Ah,you may be correct,was not exactly sure from the description.


----------



## Morning Wood (Jan 12, 2008)

It is new plumbing but there is the footprint of the old 5 gallon flush toilet that needs to be brought up level with existing floor. It won’t look pretty but it will work. Those are the qualifications.


----------



## fjn (Aug 17, 2011)

If it is new plumbing,the flange gets set on TOP of the tile,not sub floor.


----------



## MarkJames (Nov 25, 2012)

fjn said:


> If it is new plumbing,the flange gets set on TOP of the tile,not sub floor.


Ok, but what product would you suggest to fill that toilet-shaped footprint of 1 1/4" depth?


----------



## fjn (Aug 17, 2011)

I would brush on a bonding agent and fill in the footprint (if it is contained on all edges) with a product like this or similar.

https://www.tools4flooring.com/arde...hm1SQ200HVoJqb4pVYKo-E5d-icixd5waAsOcEALw_wcB


----------



## Morning Wood (Jan 12, 2008)

The product I use to fill this is going to be the finished floor. Client dictated quality of fix. Tile is from the 30’s. 
I don’t have a better pic. Most of the time the toilet didn’t work at all so this is still an improvement.


----------



## tjbnwi (Feb 24, 2009)

Get a sheet of Hardie backer, use a diamond blade on a grinder to cut and shape the backer to fit. Mix up some rapid set mortar, use a 1/4" notch trowel to burn in and tooth the backer, burn in the floor set/work in the first piece, trowel the back of the second piece, burn in the first piece, set second piece. Using a 1/4 x 1/4 trowel should give you 1/8 between each layer for a total of 1-1/4". 

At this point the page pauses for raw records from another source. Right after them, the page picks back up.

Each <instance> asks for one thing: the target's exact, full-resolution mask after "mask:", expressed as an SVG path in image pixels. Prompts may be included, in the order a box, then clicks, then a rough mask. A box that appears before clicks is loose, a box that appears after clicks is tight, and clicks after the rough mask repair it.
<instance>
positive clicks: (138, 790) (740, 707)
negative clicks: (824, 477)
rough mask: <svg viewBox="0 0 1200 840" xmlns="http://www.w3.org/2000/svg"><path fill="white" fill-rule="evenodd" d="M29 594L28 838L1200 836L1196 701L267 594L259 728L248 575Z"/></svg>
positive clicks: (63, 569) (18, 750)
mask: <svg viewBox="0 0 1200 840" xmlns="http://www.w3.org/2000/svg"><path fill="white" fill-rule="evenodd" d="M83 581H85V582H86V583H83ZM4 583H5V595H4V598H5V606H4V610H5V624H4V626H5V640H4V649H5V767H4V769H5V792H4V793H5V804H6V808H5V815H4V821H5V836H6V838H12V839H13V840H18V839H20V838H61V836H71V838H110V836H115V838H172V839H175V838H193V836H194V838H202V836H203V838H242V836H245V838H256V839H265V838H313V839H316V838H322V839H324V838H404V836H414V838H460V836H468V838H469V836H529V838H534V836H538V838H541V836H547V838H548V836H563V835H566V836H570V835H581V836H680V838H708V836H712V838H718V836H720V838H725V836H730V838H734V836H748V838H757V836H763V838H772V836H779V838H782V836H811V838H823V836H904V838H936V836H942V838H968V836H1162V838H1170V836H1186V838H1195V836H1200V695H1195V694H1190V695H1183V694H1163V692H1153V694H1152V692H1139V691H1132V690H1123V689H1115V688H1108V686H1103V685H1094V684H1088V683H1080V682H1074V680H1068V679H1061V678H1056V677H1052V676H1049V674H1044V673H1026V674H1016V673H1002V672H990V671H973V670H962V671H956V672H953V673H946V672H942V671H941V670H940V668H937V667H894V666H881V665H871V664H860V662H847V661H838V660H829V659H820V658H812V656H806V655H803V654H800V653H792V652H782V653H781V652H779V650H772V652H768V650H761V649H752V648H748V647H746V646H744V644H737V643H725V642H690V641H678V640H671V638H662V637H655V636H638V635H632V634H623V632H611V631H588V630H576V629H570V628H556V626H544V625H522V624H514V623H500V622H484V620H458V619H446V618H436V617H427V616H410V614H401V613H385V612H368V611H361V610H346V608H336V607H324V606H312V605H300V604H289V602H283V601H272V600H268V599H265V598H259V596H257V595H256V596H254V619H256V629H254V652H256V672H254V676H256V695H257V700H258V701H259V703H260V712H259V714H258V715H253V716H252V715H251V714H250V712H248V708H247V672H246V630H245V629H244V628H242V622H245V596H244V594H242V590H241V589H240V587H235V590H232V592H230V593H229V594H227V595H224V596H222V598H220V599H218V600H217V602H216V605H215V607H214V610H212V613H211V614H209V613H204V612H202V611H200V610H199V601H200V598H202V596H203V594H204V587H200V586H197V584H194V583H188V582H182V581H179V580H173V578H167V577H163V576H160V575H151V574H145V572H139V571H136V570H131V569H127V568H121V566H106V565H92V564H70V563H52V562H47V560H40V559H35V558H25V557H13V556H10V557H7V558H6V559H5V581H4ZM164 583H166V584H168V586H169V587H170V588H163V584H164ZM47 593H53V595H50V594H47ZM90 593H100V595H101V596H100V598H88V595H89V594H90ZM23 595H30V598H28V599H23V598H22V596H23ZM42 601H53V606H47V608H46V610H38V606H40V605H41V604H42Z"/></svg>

To burn in, is to apply a thin tight coat of mortar with the smooth side of the trowel to the substrate. 

It is easier to tooth the backer piece than try to tooth the mortar on the floor in such a tight area. 

Tom


----------



## Caleb1989 (May 26, 2018)

Make a template, cut Saltillo tile and set in a thick bed of mortar. 
Grout with the same mortar. Use a repair flange that has a rubber ring that tightens up in the inside of existing flange and your ready for a new toilet.


Sent from my iPhone using Tapatalk


----------



## superseal (Feb 4, 2009)

Rapid set with fiber and bond coat...I'm done in under 5min.


----------



## tjbnwi (Feb 24, 2009)

superseal said:


> Rapid set with fiber and bond coat...I'm done in under 5min.


It will take you longer than 5 minutes to get to this job:laughing:

Tom


----------



## Inner10 (Mar 12, 2009)

tjbnwi said:


> It will take you longer than 5 minutes to get to this job:laughing:
> 
> 
> 
> Tom


Then you gotta clean the bucket...

Sent from my Pixel 2 using Tapatalk


----------



## rescraft (Nov 28, 2007)

Tell the homeowners to do this"

https://i.imgur.com/dJJixGd.jpg


----------



## superseal (Feb 4, 2009)

Add some oxide pigment too and blend that sucker in...better add another minute to that 5 however :laughing:


----------



## KAP (Feb 19, 2011)

superseal said:


> Add some oxide pigment too and blend that sucker in...*better add another minute to that 5 *however :laughing:


That's the time allowed for bending over... :whistling :laughing:


----------



## stuart45 (Oct 7, 2009)

KAP said:


> That's the time allowed for bending over... :whistling :laughing:


If the jobs in San Francisco add another 5 to check around before bending over.


----------